Safe and ethical use of AI voices

While the advancements in AI voice technology offer numerous benefits, they also raise ethical concerns. The ability to create highly realistic synthetic voices raises the potential for misuse, such as impersonation and the spread of misinformation. For example, AI-generated voices could be used to create fake audio recordings of public figures or to deceive people in phishing scams.

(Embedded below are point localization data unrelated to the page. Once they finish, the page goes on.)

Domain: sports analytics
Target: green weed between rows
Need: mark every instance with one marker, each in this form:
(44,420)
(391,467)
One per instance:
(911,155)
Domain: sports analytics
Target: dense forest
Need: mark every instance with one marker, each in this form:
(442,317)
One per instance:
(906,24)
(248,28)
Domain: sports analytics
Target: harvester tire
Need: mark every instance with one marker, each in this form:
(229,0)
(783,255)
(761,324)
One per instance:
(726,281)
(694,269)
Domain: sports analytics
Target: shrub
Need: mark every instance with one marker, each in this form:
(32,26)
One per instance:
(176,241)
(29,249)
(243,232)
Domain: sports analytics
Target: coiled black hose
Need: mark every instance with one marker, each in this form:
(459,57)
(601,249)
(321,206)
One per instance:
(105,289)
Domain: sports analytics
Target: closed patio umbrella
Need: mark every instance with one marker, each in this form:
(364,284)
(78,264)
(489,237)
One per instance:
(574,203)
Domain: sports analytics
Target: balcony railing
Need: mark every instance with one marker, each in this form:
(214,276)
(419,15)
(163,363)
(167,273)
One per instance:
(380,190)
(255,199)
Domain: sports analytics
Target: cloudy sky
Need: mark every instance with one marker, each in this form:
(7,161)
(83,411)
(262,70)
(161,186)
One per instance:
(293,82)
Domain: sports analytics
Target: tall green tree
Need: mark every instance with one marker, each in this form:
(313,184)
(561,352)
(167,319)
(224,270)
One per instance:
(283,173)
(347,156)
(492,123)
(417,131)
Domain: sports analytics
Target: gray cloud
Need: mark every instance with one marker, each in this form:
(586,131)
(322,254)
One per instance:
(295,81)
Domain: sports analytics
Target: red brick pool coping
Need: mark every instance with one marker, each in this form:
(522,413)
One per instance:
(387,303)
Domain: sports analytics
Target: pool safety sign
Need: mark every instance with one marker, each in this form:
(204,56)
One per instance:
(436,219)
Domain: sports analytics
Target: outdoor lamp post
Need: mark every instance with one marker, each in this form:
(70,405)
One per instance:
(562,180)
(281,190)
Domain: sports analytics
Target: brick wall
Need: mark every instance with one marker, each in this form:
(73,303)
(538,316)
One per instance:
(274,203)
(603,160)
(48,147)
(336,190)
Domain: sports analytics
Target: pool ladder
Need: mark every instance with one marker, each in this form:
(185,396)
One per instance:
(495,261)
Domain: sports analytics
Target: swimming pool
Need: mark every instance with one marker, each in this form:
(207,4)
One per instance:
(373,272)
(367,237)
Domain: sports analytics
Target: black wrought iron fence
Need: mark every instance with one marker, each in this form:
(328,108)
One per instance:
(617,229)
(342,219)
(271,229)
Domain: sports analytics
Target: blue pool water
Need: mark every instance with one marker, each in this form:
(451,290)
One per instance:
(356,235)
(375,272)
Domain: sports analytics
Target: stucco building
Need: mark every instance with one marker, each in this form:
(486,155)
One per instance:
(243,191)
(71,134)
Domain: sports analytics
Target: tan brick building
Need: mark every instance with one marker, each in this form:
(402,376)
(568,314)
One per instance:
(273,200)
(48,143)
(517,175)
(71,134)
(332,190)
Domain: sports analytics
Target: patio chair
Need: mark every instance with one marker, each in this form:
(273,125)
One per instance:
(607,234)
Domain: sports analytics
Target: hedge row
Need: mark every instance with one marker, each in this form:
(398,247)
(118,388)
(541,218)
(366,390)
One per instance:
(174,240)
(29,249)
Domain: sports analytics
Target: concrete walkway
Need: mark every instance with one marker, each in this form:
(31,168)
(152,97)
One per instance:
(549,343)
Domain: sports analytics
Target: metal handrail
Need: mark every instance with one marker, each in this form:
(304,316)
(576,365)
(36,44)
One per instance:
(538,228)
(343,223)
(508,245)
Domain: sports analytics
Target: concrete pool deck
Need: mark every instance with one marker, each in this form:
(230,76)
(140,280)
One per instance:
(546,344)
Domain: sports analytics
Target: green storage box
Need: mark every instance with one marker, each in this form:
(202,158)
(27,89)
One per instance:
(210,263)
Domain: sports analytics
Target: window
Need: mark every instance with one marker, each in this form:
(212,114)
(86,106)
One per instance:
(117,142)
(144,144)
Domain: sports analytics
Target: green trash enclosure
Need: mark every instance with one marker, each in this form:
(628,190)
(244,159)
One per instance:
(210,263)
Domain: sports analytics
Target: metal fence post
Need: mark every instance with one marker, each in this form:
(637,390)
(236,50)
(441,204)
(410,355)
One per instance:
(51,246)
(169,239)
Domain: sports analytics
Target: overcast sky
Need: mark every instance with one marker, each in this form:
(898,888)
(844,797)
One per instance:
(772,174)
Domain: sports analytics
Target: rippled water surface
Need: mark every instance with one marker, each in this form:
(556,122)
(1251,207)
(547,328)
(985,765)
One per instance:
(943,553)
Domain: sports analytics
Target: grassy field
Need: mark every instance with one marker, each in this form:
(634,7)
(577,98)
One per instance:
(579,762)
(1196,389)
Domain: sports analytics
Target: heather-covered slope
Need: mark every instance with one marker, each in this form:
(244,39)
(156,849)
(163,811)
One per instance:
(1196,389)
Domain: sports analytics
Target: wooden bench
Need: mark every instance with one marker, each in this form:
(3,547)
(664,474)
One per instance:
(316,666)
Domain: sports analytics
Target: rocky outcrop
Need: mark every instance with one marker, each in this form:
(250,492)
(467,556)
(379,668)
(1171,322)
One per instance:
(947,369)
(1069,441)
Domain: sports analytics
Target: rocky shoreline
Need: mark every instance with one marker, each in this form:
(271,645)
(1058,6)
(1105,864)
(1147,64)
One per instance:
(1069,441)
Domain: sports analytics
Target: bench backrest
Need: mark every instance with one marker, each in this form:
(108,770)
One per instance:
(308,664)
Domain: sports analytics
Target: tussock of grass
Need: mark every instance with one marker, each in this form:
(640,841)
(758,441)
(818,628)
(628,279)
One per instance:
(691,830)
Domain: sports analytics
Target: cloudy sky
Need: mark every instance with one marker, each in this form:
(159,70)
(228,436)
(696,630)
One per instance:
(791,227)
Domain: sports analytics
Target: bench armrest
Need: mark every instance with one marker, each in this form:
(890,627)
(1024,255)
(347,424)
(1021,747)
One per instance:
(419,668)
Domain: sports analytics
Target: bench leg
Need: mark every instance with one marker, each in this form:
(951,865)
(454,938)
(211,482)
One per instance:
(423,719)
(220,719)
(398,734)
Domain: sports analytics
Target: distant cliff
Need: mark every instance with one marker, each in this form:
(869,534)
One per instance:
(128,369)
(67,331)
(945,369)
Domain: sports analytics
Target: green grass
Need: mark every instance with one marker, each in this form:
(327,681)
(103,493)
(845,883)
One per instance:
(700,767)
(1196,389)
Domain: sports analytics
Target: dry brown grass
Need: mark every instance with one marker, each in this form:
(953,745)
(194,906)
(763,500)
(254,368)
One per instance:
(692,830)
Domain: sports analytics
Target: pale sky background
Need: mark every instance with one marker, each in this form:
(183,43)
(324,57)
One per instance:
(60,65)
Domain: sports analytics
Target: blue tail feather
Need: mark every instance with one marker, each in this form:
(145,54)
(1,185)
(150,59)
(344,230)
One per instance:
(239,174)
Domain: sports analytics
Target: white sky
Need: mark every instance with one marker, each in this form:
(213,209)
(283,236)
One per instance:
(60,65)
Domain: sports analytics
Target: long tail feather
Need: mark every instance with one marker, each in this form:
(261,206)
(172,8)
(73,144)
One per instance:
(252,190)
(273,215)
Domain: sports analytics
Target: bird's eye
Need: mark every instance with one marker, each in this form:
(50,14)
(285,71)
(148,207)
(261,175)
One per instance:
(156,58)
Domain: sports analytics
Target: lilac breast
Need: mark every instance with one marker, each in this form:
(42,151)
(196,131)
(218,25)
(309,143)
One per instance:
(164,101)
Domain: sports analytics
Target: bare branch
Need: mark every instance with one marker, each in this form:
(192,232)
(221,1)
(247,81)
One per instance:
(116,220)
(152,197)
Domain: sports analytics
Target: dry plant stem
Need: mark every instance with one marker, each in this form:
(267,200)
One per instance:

To address these concerns, it is crucial to develop safeguards and ethical guidelines for the use of AI voice technology. This may include:

Transparency: Clearly labeling AI-generated content to distinguish it from authentic human speech.
Consent: Obtaining consent from individuals before using their voices to create synthetic versions.
Security: Implementing measures to prevent unauthorized access and misuse of voice cloning technology.
Education: Raising awareness about the potential risks and ethical implications of AI voice technology.

Conclusion: the importance of AI voice speed control

The ability to control the speed and expression of AI voices is rapidly advancing. While current commercial AI voices offer basic speed control, future models like Hume AI's OCTAVE promise much more fine-grained control over various aspects of speech. This will enable the creation of AI voices that are more expressive, nuanced, and human-like, opening up new possibilities for various applications while also raising important ethical considerations.

Update - Octave is available as of February 26th, 2025. Try it here: platform.hume.ai

The development of fine-grained control in AI voices has the potential to significantly impact human-computer interaction. As AI voices become more expressive and personalized, they can facilitate more natural and engaging communication between humans and machines. This could lead to more seamless integration of AI into our daily lives, with AI assistants, companions, and collaborators becoming more commonplace.

However, it is essential to approach these advancements with a mindful consideration of their ethical implications. By developing responsible guidelines and safeguards, we can ensure that AI voice technology is used to enhance human communication and creativity while mitigating the risks of misuse.